Le plateau est nu, seuls deux corps se cherchent et se frôlent, s’enlacent dans le clair-obcur, une femme blanche, un homme noir. On la retrouvera morte, il se livrera à la police. Seul dans sa cellule, au plus profond de la nuit qui précède son exécution, Joseph Malan écrit la confession d’une vie entre noir et blanc, Noirs et Blancs, blancheur de la candeur et des idéaux et noirceur de l’ostracisme, des stigmatisations raciales. Il est l’heure pour lui de tracer l’inventaire sans vindicte ni amertume de ce qui lui appartient vraiment dans sa vie chaotique, en dénouant l’écheveau de possibilités entrevues et de réalisations avortées. Une filiation d’hommes révoltés, une mère pieuse et virulente, un ami d’enfance, blanc et fidèle, la perversité haineuse des autorités, des rencontres inopinées et truculentes. Joseph a décidé dès l’enfance qu’il serait comédien, Londres et l’Angleterre lui ouvrent les portes d’une réussite et d’une liberté qu’il remet en cause en choisissant le retour vers l’Afrique du Sud. Il y fondera une troupe, qui jouera devant les publics les plus improbables, jusqu’à ce que l’apartheid le rattrape et que la passion interdite le mène, lui Joseph, vers l’inéluctable, les yeux grands ouverts, sans illusion ni regrets. C’est le prix qu’il accepte de payer pour la paix de sa lucidité et la sérénité de toutes les figures qu’il a croisées et qu’il évoque tour à tour.

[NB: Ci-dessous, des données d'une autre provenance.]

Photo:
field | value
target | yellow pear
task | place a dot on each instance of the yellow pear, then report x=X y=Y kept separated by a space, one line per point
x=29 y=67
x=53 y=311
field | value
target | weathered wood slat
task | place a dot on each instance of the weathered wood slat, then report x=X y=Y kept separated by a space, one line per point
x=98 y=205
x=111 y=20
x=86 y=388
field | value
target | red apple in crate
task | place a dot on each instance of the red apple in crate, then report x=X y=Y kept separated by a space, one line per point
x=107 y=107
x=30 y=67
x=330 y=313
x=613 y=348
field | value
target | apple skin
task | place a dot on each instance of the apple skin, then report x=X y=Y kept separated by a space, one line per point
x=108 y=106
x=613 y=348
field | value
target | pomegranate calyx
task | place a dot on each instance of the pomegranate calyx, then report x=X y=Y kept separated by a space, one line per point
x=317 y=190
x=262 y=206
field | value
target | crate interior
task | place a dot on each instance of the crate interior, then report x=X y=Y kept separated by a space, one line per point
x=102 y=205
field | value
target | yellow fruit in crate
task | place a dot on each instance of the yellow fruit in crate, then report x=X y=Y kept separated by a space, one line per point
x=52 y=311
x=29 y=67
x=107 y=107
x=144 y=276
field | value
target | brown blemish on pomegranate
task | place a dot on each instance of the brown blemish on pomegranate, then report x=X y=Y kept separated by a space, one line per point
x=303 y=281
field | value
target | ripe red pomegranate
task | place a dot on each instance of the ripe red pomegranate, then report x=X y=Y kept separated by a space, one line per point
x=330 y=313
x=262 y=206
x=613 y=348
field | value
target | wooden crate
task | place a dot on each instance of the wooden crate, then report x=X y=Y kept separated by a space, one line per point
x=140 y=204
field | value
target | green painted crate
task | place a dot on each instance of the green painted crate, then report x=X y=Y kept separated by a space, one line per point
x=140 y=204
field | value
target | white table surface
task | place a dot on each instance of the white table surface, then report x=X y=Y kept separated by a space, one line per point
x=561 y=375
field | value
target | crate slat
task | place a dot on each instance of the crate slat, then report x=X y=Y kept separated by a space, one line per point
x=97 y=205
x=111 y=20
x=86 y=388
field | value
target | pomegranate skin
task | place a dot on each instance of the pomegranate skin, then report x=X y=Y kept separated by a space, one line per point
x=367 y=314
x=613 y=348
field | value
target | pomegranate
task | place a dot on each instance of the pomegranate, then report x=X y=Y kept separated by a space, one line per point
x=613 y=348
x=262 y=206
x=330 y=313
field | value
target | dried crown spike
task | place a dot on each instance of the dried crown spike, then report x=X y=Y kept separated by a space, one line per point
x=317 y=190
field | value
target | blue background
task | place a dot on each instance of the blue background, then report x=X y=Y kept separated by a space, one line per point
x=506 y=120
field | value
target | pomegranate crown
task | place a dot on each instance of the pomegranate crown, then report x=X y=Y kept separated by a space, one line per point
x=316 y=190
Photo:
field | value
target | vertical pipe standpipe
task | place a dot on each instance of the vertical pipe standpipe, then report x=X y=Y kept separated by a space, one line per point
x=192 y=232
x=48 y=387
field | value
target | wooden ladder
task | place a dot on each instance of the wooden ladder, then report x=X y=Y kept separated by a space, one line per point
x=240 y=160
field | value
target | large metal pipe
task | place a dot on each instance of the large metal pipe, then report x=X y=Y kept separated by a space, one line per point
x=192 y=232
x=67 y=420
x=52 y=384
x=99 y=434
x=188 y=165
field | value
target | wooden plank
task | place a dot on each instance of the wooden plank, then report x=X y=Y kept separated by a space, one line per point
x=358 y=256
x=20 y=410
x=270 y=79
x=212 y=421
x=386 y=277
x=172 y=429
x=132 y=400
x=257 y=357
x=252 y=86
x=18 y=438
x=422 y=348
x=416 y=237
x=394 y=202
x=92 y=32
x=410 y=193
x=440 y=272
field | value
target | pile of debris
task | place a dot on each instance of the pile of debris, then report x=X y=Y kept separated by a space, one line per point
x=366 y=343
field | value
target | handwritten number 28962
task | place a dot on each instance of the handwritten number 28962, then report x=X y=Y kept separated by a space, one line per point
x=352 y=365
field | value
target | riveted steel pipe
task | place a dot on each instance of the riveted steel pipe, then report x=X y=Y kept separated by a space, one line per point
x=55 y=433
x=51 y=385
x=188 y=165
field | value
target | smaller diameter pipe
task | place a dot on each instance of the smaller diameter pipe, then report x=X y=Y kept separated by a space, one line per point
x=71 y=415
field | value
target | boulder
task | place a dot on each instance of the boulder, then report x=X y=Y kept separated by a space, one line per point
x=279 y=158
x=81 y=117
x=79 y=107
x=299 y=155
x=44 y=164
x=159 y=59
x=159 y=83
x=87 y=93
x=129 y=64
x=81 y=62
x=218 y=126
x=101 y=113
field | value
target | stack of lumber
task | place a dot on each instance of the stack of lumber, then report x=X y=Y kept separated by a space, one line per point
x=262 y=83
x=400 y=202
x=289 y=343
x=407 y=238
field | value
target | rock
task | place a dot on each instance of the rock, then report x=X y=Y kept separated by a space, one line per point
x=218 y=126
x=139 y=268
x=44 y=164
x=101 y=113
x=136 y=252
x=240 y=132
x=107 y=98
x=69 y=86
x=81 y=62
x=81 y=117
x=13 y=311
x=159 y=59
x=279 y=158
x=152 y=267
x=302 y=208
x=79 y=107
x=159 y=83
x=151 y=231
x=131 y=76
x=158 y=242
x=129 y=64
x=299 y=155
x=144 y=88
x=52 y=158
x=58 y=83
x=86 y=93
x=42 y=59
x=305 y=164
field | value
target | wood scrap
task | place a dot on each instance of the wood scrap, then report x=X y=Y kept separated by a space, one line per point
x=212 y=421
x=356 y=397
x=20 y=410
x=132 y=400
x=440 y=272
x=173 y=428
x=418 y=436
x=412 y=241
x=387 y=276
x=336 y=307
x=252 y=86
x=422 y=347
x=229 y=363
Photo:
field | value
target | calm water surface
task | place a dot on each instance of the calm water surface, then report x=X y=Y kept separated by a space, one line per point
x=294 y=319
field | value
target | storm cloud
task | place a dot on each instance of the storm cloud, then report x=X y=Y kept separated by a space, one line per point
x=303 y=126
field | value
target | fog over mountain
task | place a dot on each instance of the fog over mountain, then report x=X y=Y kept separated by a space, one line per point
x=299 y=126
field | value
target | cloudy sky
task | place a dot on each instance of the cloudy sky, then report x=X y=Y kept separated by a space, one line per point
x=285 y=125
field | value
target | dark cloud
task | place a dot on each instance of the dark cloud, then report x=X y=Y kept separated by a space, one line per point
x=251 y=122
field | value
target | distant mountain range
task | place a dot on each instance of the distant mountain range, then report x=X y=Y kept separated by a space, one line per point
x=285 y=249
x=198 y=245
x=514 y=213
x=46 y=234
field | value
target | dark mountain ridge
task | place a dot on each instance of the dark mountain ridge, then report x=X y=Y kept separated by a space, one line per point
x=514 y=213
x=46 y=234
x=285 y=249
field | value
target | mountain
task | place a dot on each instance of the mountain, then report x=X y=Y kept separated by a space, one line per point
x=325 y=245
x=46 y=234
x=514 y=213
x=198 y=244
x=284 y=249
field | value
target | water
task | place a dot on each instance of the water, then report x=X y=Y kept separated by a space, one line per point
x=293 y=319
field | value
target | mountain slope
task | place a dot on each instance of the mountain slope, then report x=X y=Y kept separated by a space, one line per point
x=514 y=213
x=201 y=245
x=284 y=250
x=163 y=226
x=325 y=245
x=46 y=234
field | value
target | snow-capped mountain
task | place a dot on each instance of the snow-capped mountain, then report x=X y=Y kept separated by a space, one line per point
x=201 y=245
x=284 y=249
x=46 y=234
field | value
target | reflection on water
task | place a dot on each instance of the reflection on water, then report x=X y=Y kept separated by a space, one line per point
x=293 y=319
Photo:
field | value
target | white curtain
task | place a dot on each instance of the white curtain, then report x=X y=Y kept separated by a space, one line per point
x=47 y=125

La mise en scène donne à voir la souplesse des corps, le charme dérisoire des cantiques, la vibration permanente de la révolte et des rires. Autour de Mexianu Medenou, magnifique Joseph, l’ensemble de la troupe rend un superbe hommage au théâtre, qui transcende les horreurs des despotismes. Les rôles s’interchangent, les voix s’entremêlent sans pathos inutile.
On sort enchanté et sainement bouleversé de ce flux de présence physique et de paroles qui font mouche et portent loin.
Bravo. A.D. Théâtre de la Tempête - Cartoucherie de Vincennes, 12e.